There are several logic leaps here I’m not following — the public may choose single payer when asked which form of healthcare they would prefer. But ask them “do you want single payer or nothing?” and see what the results are. I’m not sure I’ve seen that poll yet, and I believe that is the reality of the situation. I don’t think I’m guilty of bad faith in making that assessment.
Also, I’m not sure who you’re talking about when you say “leadership.” Are you talking about labor leadership or congressional leadership? It seems like we started with the former and wound up with the latter, because if you’re accusing labor leaders of “going against the wishes of the people they are supposed to be representing,” I’d like to know specifically what you’re referring to.
Congress on the other hand? Yes. Absolutely. It’s been a problem for a while. Again, wishing for it to be otherwise is not going to make it go away in any time soon.
The country is re-aligning. It’s the politicians who aren’t. Ask Americans if they would like to stop having to worry about what happens to them, their job, their finances if they or someone in their family becomes ill and they will tell you this ranks right up there with their concerns over the economy.
What I was trying to point out above is that Obama and the “mainstream” Democrats are really closer to the Blue Dogs in their positions than they are to ours or those of most Americans on health issues.
The “This or nothing” argument is nothing more than a strawman. We have heard the same thing with regard to the $700 billion bailout.
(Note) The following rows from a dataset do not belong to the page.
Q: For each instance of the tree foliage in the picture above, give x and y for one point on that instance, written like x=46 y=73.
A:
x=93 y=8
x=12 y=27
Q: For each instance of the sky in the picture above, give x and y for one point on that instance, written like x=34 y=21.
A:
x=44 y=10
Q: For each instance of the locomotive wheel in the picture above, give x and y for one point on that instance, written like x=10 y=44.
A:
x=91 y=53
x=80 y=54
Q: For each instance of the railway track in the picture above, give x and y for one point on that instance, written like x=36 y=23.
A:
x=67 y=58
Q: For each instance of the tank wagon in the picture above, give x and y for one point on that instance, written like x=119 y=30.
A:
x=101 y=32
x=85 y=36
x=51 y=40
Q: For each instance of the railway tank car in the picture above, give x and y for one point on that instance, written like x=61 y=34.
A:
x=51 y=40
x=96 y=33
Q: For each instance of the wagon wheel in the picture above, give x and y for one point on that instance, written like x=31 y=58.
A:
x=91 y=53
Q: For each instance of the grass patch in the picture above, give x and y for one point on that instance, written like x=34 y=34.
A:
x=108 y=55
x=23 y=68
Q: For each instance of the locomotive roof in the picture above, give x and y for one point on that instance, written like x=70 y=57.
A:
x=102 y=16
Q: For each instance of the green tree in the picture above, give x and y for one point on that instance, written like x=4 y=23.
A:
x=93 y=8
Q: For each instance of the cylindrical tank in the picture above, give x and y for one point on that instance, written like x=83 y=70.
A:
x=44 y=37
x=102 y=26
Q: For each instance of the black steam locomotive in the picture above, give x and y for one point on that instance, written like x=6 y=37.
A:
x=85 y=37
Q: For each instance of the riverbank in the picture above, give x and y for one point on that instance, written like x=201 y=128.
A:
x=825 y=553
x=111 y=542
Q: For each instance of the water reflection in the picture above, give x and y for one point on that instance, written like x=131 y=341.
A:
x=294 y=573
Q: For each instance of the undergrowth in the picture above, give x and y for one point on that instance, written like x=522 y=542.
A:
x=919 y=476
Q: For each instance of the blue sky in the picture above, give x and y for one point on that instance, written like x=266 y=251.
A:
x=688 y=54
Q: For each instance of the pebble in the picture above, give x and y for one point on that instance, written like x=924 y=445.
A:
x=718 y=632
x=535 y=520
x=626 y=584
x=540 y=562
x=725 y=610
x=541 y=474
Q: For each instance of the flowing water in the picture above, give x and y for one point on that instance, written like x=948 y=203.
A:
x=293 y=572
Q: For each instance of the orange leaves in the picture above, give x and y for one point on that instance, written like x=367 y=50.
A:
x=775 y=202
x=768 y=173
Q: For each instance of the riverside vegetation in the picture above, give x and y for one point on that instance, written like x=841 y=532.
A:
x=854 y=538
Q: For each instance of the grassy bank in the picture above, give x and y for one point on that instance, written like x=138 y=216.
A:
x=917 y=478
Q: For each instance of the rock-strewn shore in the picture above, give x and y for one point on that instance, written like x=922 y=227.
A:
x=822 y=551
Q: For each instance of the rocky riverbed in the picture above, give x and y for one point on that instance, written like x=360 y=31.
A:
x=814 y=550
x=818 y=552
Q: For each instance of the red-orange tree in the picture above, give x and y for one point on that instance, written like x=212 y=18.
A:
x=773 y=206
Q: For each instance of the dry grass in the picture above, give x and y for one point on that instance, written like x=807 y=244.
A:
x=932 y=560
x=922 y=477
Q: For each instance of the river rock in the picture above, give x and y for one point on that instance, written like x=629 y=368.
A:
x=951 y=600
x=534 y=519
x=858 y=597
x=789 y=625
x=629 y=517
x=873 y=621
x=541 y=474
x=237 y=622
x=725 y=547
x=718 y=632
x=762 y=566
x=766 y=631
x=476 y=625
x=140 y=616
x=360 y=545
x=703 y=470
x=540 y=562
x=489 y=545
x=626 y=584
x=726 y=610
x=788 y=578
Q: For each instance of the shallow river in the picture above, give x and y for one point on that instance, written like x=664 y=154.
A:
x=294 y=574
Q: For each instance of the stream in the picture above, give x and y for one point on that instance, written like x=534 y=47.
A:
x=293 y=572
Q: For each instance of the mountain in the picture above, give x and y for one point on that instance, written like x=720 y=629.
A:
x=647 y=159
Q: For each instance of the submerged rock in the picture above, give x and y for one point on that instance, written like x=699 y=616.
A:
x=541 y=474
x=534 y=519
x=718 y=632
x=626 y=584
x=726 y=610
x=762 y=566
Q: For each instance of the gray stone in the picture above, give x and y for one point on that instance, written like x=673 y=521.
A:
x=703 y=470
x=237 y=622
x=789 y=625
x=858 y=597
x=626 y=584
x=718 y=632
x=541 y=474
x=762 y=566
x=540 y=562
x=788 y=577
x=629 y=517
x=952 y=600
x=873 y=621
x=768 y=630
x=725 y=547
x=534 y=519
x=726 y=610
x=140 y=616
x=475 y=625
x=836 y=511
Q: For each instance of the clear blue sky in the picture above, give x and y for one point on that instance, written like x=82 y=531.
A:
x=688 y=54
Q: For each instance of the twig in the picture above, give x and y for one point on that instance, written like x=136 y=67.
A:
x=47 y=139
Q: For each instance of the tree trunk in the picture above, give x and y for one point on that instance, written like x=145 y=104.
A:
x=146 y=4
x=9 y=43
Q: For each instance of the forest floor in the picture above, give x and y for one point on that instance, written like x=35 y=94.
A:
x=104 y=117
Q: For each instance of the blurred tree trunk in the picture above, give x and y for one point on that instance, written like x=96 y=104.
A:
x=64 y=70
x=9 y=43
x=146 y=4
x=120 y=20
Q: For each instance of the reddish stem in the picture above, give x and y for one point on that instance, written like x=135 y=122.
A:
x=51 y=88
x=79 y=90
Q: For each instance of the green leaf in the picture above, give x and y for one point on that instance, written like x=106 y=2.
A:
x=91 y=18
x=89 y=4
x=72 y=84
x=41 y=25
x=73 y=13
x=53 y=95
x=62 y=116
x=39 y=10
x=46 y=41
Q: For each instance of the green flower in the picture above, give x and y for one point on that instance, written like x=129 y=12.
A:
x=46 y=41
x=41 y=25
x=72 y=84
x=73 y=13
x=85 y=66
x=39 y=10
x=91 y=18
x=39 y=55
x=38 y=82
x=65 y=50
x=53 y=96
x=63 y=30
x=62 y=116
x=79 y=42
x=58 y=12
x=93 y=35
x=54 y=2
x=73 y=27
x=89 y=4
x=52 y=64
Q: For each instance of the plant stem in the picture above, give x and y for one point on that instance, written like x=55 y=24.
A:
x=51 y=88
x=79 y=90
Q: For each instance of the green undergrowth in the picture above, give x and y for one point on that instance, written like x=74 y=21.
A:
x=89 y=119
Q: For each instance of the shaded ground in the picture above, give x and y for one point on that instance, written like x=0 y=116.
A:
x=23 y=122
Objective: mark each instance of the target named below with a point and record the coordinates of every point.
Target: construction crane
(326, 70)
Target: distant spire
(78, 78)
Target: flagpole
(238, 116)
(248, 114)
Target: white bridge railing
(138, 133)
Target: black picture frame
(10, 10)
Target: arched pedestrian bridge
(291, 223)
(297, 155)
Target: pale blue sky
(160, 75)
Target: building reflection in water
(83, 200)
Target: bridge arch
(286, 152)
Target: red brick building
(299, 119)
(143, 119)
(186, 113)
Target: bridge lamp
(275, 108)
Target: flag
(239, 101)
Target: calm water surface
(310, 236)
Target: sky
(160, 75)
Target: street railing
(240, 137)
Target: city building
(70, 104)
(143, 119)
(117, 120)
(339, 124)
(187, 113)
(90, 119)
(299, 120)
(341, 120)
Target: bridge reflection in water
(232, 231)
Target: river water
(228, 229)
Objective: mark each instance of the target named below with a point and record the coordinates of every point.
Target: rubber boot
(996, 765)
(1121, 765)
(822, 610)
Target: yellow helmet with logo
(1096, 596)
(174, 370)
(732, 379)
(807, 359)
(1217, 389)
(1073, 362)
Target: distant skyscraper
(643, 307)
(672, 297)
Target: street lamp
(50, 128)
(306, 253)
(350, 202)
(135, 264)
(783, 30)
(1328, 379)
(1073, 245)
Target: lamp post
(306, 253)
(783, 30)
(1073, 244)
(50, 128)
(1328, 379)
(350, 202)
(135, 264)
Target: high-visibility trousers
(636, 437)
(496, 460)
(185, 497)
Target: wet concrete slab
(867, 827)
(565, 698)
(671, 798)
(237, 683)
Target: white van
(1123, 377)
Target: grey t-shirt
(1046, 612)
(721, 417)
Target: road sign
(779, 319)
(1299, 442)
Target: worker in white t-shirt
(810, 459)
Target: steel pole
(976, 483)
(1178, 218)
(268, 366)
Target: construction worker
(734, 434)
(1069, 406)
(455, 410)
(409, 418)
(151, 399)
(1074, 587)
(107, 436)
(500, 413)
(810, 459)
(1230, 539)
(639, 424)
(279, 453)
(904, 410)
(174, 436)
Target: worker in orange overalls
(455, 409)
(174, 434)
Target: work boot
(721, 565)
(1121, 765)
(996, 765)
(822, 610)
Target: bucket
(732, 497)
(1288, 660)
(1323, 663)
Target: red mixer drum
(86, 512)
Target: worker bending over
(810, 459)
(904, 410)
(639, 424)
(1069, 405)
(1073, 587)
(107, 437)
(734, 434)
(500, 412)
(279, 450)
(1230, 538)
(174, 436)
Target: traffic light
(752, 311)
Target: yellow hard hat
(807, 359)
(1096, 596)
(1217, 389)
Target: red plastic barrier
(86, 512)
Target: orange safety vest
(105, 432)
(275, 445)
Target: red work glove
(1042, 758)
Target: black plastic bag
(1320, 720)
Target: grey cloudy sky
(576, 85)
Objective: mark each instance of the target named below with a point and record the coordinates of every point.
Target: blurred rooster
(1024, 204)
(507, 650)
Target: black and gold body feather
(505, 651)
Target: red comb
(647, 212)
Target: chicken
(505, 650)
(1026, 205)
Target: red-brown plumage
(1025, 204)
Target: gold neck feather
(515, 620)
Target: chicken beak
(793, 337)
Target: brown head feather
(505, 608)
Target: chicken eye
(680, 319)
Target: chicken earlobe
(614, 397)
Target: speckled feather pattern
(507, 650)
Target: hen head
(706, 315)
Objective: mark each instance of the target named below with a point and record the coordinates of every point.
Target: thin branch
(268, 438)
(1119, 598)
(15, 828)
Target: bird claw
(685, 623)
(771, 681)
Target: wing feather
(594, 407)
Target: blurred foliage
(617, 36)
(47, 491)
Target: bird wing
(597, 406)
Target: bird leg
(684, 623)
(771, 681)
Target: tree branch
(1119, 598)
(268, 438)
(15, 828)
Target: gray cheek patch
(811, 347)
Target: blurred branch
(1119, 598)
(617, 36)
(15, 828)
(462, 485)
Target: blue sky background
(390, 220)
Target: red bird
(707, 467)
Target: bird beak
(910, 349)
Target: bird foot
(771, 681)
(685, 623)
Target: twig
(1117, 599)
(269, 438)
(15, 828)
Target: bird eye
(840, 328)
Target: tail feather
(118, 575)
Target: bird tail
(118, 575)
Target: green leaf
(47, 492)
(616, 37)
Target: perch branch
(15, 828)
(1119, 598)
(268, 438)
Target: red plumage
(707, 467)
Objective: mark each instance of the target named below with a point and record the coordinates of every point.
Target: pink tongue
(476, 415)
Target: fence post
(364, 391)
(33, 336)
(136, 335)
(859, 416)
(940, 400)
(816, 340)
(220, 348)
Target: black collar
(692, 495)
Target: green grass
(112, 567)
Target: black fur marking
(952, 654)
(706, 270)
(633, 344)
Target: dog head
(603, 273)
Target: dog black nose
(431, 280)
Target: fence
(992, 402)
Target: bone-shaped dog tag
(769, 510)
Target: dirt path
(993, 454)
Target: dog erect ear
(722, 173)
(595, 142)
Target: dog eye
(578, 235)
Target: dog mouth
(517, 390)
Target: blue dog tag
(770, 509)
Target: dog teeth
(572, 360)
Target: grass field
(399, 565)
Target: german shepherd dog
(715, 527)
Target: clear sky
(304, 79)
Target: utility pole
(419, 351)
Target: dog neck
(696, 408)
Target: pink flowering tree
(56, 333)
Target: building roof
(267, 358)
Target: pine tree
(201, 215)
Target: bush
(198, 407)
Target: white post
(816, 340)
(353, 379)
Well it may have been poorly thought through and badly spent, but hey it was better than nothing!
The question is more along the lines of “Do you want single payer universal healthcare and not have to worry about getting sick in this country or do want some variant of the current crappy system?”
It is, and I cannot emphasize this enough, physically impossible to mobilize enough people against Obama right now to make him adopt anything he doesn’t want to, even single payer. Physically. Impossible. He has 80% approval ratings. It doesn’t really matter what the issue is, it cannot be done.
From a progressive perspective we can organize against the Blue Dogs who oppose him, but that’s pretty much it unless he really steps in it like he did on FISA.
We may be able to nudge things in a progressive direction on certain issues, which is why I took the poll on the McCaskill bill to limit executive compensation for TARP recipients — there is overwhelming support. But Obama himself took a public swipe at that, so we’d only be amplifying sympathies he’s already demonstrated.
I absolutely agree with that, Hugh.
It’s not a strawman. It’s the reality. If the people in this country voted for a health care system you might have a point, but they don’t. They vote for representatives. Those representatives are the ones who vote for health care, and they have no intention of voting for single payer.
And since their constituents have shown no interest in voting them out of office if they don’t support single payer, we’re stuck with that reality.
I hope single-payer-or-nothing advocates do mobilize against those who won’t support it in 2010. And again in 2012, and then go for broke in 2014. I sincerely hope it works. Never has before, the public has never prioritized health care reform that highly, and certainly not a demand for single payer, but maybe it will now.
In the mean time, I’m not sure how it helps any one to oppose something that can get passed now. In fact it seems rather cruel and absolutist. I usually want to smack people who say “let’s not let the perfect be the enemy of the good,” but in this case I think it actually may apply.